I trace this tension between the vital surface life of flowers and the ornamental style with which they have come to be associated through collections of artifacts, historical figures, and botanical texts from the 17th to 19th centuries. I’m interested both in modes of scientific description, stylistic protocols for writing about flowers, and modes of representation, tensions around their illustration.
Each section charts a specific circuit between the scientific and ornamental, beginning with the Enlightenment vision of a true-to-nature description purged of “amplifications, digressions, and swellings of style” (Sprat), where figurative flourishes function as epistemic vice. Thomas Martyn’s translation of Rousseau’s Letters on the Elements of Botany, Addressed to a Lady, offers an example of a discursive tension around flowers: in Rousseau’s letters, the straightforward pursuit of botany, matching the stylistic norm of a “purified” scientific diction, is fringed with a language of flowers as containers for the appropriate affect and behavior of the women to which he writes.

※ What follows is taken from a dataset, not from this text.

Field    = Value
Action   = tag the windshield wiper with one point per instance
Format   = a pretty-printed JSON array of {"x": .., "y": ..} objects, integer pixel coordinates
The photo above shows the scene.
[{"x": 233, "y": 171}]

The Linnaean descriptive regime around naming, describing, and illustrating plants, as Daston and Galison’s Objectivity contends, placed an emphasis on training the eye, creating a practice of specialized and selective looking, “one that saw past the surfaces of plants, bones, or crystals to underlying forms” (60). I want to place this epistemological vision of the botanist’s eye beside the demands placed on the designer’s eye, through the writings of Christopher Dresser, a designer who studied and wrote on botany, as well as on the “ministrations of plants to ornaments.” Between botany and decorative design, the creation of a vision in search of underlying forms within nature complicates the distinction between flowers’ surface ornamentation and structural utility, as both convey the flowers’ “vital force.”
The Flora Danica/Flora Delanica section presents two narratives: that of the comprehensive botanical atlas of plants native to Denmark, the Flora Danica, the plates of which were painted onto an opulent porcelain dinner set in 1790, intended as a gift for Catherine the Great of Russia; and that of Mary Delany’s “paper mosaicks”—Flora Delanica—over 1,000 botanically accurate collages of flower specimen, created by the then-72-year-old Delany out of many minute pieces of colored paper, occasionally with some bits of plant matter folded into the reproduction, and using techniques from her extensive familiarity with cutting paper needlework patterns. These narratives raise questions of royal patronage, objets de luxe, and the nationalist project of much botanical illustration, as well as genteel women’s craft, the practice of which makes for the detailed looking and handiwork necessary to bring a scientific accuracy into this new art form.
Finally, in an interview in the Poetry Project Newsletter, poet Lisa Robertson asks, “What is to flourish? How can language be our best ornament?” To flourish is to blossom, to flower, to thrive; it is to grow vigorously and luxuriantly; it is the lively proliferation by which certain plants self-style. To flourish is also to adorn, to embellish, as with literary or rhetorical flourishes; here it signifies a kind of stylistic amplification. In a return to flower rhetoric, I will consider flower dictionaries, Victorian artifacts that claim a “language of flowers,” albeit one that applies sentiments onto the material organisms in a devitalizing emblematization. I want to put this “flower language” into play against a so-called “florid” prose style—a style that exceeds descriptive norms and is often castigated for this excess, yet which offers language in its sensuous detail as resistant materiality, calling attention to the surface “where lively variability takes place” (Robertson, “Rubus Armeniacus”).